Given a set of multicast groups $\mathcal{A} = \{A_1,\ldots,A_N\}$ , $A_i \subseteq V$ , with sources $\textcolor{red}{\{s_1,\ldots, S_N\in V\}}$ . such that each node is a source of at most one multicast group. The goal is to set up a multicast tree $T_i$ in the butterfly (a graph showing the process of broadcast, see [1]) for each $i\in[N]$ with root $h(i)$ ( which is a node uniformly and independently selected among the nodes in the bottommost level of the butterfly) and a unique and randomly chosen leaf $l(i,u)$ in the topmost level for each node $u\in A_i$ .
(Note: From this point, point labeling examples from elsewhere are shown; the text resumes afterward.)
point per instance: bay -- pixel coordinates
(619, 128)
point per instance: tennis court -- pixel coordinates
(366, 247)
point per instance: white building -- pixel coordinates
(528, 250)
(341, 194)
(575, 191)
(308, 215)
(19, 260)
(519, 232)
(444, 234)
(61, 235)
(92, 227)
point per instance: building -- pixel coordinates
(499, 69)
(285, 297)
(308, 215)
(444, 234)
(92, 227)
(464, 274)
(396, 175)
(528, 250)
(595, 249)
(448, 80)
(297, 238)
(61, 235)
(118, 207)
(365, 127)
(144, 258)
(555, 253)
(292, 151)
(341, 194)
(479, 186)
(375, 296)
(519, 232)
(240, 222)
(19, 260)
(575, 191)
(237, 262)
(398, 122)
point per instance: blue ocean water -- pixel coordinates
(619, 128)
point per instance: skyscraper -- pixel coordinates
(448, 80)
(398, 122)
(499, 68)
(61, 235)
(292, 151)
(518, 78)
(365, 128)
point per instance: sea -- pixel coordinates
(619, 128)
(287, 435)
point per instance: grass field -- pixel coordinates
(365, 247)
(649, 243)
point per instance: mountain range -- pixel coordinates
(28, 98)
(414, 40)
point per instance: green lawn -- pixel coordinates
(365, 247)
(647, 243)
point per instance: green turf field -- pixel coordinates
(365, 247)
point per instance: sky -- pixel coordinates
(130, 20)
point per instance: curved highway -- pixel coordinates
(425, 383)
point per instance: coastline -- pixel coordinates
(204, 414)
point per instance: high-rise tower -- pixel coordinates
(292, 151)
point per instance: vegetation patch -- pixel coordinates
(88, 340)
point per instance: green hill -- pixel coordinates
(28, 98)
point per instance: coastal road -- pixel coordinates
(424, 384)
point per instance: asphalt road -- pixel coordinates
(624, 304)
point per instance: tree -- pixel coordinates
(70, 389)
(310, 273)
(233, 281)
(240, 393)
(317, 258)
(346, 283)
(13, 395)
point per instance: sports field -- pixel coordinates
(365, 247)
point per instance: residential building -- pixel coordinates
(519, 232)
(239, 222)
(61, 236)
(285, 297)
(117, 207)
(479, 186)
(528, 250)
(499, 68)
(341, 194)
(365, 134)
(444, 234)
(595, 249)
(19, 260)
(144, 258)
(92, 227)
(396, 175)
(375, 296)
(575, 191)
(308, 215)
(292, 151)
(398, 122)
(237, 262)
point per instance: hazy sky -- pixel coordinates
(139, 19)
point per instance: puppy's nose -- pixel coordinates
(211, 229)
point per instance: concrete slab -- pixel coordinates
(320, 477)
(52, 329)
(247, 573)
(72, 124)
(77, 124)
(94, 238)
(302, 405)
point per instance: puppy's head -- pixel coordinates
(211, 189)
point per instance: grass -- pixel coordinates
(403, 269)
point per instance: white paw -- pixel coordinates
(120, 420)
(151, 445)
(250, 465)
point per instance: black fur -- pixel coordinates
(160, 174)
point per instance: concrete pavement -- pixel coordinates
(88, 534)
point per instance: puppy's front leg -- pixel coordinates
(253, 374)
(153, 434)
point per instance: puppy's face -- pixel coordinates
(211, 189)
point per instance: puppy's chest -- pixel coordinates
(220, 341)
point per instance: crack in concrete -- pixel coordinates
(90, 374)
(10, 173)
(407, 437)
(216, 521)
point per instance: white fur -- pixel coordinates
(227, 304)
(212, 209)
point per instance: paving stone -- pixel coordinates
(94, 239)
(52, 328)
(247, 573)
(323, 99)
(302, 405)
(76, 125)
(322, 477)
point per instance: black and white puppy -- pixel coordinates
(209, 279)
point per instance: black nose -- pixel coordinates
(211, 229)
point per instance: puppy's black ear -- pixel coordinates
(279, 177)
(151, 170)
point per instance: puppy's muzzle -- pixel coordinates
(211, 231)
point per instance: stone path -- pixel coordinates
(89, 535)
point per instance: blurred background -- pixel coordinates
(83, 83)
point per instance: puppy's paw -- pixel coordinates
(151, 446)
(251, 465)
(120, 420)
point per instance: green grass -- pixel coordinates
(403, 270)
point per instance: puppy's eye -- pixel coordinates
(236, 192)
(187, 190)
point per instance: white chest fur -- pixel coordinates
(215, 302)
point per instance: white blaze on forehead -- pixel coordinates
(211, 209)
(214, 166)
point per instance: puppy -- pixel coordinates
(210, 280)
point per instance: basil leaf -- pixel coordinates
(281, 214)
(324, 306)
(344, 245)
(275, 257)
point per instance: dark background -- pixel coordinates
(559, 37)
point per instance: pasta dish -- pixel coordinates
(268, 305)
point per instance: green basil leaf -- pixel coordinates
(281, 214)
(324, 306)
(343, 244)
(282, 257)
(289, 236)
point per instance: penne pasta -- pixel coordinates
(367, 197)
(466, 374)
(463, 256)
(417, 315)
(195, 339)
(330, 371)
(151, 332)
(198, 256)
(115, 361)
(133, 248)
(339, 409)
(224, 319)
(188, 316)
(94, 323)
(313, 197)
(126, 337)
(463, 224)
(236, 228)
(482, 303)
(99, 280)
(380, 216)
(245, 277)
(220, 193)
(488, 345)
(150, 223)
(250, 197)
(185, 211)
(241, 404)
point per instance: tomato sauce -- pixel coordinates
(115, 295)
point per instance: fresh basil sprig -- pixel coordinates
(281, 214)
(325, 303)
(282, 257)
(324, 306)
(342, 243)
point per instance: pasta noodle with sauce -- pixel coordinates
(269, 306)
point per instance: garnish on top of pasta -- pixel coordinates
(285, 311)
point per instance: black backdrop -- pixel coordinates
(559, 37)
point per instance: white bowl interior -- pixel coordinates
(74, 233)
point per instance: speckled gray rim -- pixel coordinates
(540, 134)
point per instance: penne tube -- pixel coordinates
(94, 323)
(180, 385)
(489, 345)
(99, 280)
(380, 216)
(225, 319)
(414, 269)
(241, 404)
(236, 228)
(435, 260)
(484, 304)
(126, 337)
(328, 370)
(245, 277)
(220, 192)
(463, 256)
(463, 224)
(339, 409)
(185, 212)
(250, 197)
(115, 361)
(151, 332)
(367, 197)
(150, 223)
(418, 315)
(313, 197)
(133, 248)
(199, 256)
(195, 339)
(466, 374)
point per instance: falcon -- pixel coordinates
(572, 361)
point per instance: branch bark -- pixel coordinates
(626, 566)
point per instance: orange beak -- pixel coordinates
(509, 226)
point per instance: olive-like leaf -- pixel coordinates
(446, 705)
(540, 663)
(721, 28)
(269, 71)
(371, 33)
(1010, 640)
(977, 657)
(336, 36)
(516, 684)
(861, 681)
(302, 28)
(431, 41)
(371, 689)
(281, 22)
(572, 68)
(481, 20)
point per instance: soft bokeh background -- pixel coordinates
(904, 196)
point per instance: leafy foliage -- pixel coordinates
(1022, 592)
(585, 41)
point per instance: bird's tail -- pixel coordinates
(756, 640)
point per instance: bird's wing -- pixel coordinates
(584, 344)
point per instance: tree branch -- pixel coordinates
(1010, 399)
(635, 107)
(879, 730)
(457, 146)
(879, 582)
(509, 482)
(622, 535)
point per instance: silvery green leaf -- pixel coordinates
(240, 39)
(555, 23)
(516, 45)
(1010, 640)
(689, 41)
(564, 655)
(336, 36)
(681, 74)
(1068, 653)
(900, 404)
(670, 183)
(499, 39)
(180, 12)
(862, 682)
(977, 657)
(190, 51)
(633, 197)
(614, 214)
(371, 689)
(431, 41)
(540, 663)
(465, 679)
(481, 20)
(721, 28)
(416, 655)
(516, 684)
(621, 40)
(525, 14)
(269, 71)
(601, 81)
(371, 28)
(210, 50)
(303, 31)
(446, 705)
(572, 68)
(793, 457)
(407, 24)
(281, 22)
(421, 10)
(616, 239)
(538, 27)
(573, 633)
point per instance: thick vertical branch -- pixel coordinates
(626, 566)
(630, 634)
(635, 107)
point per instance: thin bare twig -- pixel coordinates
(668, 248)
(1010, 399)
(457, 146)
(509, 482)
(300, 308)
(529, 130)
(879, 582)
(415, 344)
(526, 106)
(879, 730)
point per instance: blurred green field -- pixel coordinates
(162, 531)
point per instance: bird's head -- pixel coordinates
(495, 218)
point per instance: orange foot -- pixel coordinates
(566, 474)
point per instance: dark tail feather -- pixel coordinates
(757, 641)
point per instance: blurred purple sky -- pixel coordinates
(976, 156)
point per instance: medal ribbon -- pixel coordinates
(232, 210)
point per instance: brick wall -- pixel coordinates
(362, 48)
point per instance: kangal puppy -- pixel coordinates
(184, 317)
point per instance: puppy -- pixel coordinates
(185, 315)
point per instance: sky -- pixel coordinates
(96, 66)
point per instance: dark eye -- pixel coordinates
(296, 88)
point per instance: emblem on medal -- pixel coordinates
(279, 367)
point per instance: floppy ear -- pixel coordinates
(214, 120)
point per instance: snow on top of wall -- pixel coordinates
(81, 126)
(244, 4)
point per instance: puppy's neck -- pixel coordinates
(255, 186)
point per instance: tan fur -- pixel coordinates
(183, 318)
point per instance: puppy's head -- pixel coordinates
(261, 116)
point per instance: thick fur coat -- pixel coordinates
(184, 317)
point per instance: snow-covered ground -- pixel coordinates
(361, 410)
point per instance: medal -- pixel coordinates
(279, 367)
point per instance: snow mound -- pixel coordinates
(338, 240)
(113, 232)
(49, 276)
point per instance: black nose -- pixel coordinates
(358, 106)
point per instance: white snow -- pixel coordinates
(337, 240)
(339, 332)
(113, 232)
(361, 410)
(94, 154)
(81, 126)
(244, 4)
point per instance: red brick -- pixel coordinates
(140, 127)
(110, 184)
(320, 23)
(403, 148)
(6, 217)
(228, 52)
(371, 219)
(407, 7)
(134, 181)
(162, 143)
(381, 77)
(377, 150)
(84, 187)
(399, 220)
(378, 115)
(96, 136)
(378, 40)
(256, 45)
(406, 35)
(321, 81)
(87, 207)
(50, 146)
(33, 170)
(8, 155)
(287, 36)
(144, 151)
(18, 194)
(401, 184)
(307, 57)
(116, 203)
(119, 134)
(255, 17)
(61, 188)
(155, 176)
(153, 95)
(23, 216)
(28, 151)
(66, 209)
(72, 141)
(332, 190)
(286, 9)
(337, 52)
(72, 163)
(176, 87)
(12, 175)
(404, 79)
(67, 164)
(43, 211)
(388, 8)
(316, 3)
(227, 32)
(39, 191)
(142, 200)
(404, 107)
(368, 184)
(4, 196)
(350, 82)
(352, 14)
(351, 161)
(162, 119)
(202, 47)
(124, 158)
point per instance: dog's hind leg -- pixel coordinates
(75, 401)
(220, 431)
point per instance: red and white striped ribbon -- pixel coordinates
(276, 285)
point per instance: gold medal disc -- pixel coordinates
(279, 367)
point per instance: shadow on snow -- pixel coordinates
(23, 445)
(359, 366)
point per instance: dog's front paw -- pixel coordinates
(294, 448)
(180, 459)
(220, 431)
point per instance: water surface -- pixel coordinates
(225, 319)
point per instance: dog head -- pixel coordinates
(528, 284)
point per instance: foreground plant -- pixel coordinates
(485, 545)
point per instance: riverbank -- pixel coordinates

This problem is defined weird in [1] because the sources are not used. The purpose of introducing multicast tree setup problem is for the following problem.

Multicast Problem

It is sort of inverse of the aggregation problem. After we setup a multicast tree, our goal is to let each source $s_i$ send a message to all nodes $u\in A_i$ . Let $C$ be the congestion of the multicast trees (maximum number of trees that share the same butterfly node).

Then, we have

$\textbf{Theorem 2}$ . There is a multicast algorithm that solves any Multicast Problem in $O(C + \ell_1/\log n + \log n)$ w.h.p.

Minimum Spanning Tree

For most of distributed MST algorithm, they are adapted from Bruvka’s algorithm (because it is an inherent distributed algorithm).

Quick Review of Bruvka’s MST Algorithm

First, each node is a component(tree). Each component finds the lightest edge to outside. Repeat until we have a spanning tree.

The Distributed Algorithm

Now, let us see how to implement the above algorithm into NCC model. The major task is to find the lightest edge for each component $C$ . Each node (source) in $C$ computes the minimum value from all neighbors via the mutlicast and aggregation method. Then, we let one node (e.g., the leader node) know this value. It is not hard to see that algorithm will be finished within polylog n rounds.

The Connection to the $k$ -machine model

$\textbf{Lemma}$ . Any NCC algorithm using $T$ rounds, will have at most $\tilde O(nT/k^2)$ rounds in the $k$ -machine model.

Reference

[1] Augustine, John, et al. “Distributed computation in node-capacitated networks.” The 31st ACM Symposium on Parallelism in Algorithms and Architectures. 2019.